16. Januar 2018

Evangelikaler: NDR soll „unwahre“ Behauptungen unterlassen

Quelle: idea.de

Wilfried Plock: Ich habe nicht dazu aufgerufen, Kinder körperlich zu züchtigen. Foto: PR

Wilfried Plock: Ich habe nicht dazu aufgerufen, Kinder körperlich zu züchtigen. Foto: PR

Hünfeld (idea) – Der Vorsitzende der evangelikalen Konferenz für Gemeindegründung, Wilfried Plock (Hünfeld bei Fulda), hat den Norddeutschen Rundfunk (NDR) aufgefordert, Behauptungen über ihn im Zusammenhang mit der Züchtigung von Kindern zu unterlassen.

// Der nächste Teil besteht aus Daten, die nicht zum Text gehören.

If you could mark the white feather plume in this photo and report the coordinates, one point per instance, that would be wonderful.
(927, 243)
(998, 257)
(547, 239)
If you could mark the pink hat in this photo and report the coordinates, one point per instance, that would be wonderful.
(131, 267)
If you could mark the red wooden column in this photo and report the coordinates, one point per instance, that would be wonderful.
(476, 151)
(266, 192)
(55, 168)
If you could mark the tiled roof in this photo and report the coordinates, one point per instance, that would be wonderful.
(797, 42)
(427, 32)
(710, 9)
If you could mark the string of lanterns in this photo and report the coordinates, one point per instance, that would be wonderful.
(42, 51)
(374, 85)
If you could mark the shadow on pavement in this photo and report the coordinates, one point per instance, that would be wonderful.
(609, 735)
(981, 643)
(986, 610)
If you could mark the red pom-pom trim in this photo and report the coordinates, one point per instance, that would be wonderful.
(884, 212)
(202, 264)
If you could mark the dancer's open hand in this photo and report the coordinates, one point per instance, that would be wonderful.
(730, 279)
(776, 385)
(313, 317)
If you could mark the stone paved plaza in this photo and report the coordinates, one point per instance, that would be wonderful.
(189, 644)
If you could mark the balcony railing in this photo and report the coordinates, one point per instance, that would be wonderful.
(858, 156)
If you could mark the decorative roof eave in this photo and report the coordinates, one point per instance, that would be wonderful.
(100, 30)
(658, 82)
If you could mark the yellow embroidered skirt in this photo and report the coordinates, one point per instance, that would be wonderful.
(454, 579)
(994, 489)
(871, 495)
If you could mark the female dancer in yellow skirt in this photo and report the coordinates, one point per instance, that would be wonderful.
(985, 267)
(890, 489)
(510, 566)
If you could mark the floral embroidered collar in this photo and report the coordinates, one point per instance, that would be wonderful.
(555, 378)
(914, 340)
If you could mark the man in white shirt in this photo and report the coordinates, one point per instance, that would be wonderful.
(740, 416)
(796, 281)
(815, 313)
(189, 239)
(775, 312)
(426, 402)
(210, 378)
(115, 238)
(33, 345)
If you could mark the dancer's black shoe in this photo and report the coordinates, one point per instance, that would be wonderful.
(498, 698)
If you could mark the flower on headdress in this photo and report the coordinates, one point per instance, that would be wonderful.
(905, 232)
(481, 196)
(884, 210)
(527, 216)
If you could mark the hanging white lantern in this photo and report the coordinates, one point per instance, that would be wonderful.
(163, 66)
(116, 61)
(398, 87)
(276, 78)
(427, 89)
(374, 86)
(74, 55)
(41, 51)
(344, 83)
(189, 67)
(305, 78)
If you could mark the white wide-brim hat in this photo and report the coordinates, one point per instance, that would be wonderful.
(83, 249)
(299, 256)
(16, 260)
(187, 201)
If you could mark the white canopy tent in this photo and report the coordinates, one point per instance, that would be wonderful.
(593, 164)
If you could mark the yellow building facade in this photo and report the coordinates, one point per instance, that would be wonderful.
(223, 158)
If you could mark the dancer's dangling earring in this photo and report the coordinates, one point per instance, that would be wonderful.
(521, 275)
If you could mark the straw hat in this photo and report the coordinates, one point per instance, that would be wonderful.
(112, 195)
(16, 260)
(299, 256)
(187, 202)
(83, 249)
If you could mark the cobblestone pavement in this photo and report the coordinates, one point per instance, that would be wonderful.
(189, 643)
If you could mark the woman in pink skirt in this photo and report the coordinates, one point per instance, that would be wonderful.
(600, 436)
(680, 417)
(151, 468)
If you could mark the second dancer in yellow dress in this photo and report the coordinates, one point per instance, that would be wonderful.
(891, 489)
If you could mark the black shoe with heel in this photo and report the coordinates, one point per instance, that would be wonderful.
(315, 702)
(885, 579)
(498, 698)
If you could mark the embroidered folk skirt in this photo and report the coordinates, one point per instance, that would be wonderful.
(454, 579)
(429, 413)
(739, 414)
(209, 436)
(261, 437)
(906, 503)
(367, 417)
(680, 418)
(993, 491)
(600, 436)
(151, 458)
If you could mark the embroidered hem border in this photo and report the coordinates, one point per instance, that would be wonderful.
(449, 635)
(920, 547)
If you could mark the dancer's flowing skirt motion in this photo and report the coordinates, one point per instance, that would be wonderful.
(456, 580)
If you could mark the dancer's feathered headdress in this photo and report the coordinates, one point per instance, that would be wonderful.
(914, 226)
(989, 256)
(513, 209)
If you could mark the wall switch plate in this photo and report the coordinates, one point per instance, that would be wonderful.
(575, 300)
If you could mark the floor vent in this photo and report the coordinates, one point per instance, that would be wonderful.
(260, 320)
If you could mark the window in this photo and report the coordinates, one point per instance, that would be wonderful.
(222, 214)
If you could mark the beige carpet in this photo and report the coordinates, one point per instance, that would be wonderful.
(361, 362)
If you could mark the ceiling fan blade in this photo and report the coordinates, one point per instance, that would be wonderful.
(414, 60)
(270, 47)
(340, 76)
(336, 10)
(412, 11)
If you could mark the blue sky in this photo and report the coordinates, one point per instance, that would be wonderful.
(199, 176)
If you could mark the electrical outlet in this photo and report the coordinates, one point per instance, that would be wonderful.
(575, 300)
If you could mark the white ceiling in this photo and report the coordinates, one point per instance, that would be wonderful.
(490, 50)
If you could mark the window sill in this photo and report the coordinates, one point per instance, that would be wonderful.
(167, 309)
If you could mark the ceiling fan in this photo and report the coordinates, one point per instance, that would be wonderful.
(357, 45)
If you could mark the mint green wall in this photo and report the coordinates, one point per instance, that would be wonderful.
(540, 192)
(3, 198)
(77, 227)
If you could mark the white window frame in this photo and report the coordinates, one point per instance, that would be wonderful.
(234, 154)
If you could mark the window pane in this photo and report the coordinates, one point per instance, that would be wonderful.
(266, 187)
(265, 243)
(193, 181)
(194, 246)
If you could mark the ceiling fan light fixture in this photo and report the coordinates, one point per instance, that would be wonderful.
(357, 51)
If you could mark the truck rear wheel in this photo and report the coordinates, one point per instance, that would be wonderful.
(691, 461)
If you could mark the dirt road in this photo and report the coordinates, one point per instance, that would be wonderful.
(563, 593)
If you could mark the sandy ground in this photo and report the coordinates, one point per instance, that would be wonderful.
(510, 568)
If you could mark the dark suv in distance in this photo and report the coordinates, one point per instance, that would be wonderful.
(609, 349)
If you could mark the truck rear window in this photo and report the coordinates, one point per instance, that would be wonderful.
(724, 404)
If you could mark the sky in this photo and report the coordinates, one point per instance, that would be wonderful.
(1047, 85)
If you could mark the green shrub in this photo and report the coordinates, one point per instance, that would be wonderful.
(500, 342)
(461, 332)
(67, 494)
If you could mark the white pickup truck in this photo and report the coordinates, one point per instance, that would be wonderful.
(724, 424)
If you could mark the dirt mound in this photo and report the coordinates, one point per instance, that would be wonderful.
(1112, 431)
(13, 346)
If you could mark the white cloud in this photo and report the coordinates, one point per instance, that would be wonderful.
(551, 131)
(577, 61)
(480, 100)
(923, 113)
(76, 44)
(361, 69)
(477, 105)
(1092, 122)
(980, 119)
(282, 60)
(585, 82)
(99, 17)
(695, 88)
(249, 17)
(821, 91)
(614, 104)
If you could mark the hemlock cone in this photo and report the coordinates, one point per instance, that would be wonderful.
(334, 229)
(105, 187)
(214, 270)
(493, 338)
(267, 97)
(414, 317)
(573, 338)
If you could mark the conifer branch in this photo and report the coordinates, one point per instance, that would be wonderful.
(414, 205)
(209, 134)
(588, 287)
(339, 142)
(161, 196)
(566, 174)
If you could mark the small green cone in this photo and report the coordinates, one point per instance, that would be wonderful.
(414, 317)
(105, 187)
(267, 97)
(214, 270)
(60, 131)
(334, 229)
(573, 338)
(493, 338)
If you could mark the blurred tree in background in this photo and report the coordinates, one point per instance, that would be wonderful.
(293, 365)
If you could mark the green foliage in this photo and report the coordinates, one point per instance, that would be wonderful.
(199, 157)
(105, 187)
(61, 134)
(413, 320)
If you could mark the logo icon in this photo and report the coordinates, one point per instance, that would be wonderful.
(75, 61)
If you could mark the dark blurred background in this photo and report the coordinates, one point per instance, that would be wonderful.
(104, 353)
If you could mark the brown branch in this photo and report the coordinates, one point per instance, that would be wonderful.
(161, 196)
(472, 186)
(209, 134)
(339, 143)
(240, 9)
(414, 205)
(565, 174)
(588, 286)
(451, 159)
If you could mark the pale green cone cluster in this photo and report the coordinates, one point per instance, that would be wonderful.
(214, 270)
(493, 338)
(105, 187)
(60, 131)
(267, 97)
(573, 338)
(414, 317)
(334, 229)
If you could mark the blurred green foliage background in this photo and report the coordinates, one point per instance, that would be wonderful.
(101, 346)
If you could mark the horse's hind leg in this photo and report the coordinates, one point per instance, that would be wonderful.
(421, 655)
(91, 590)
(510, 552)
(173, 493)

Der Sender hatte am 21. Dezember in der Sendung „Hallo Niedersachsen“ einen Beitrag unter dem Titel „Kinder schlagen im Namen Gottes“ ausgestrahlt. Darin wird „radikalen Christen“ vorgeworfen, Bibelstellen „unreflektiert in die heutige Zeit zu übertragen“ und als Rechtfertigung zu nehmen, um Kinder zu schlagen. In dem Beitrag werden Ausschnitte aus einem mit versteckter Kamera gedrehten Video mit einem Vortrag von Plock gezeigt. Nach dessen Angaben handelte es sich jedoch um ein Referat, das er zum Thema „Ehe“ gehalten habe. Der Rechtsanwalt Plocks forderte den NDR in einem Schreiben vom 23. Dezember auf, ab sofort nicht mehr zu behaupten, dass sein Mandant in Vorträgen dazu aufrufe, „Gewalttaten/Straftaten, insbesondere von Körperverletzungen an Kindern im Namen Gottes auszuüben“. Dies gelte auch für Behauptungen, er sei ein „radikaler Christ“, insbesondere wenn damit ein Vergleich mit „radikalen Muslimen“ hergestellt werde. Die Berichterstattung des NDR habe von den Vortragsinhalten Plocks durch Auslassungen und die Zitierung von aus dem Zusammenhang gerissenen Sätzen ein „unwahres Bild“ vermittelt. Plock habe bedingungslose Liebe und Annahme eines Kindes als das Fundament der Kindererziehung bezeichnet. Eine gute Erziehung beinhalte auch, klare Regeln zu geben und diese durchzusetzen.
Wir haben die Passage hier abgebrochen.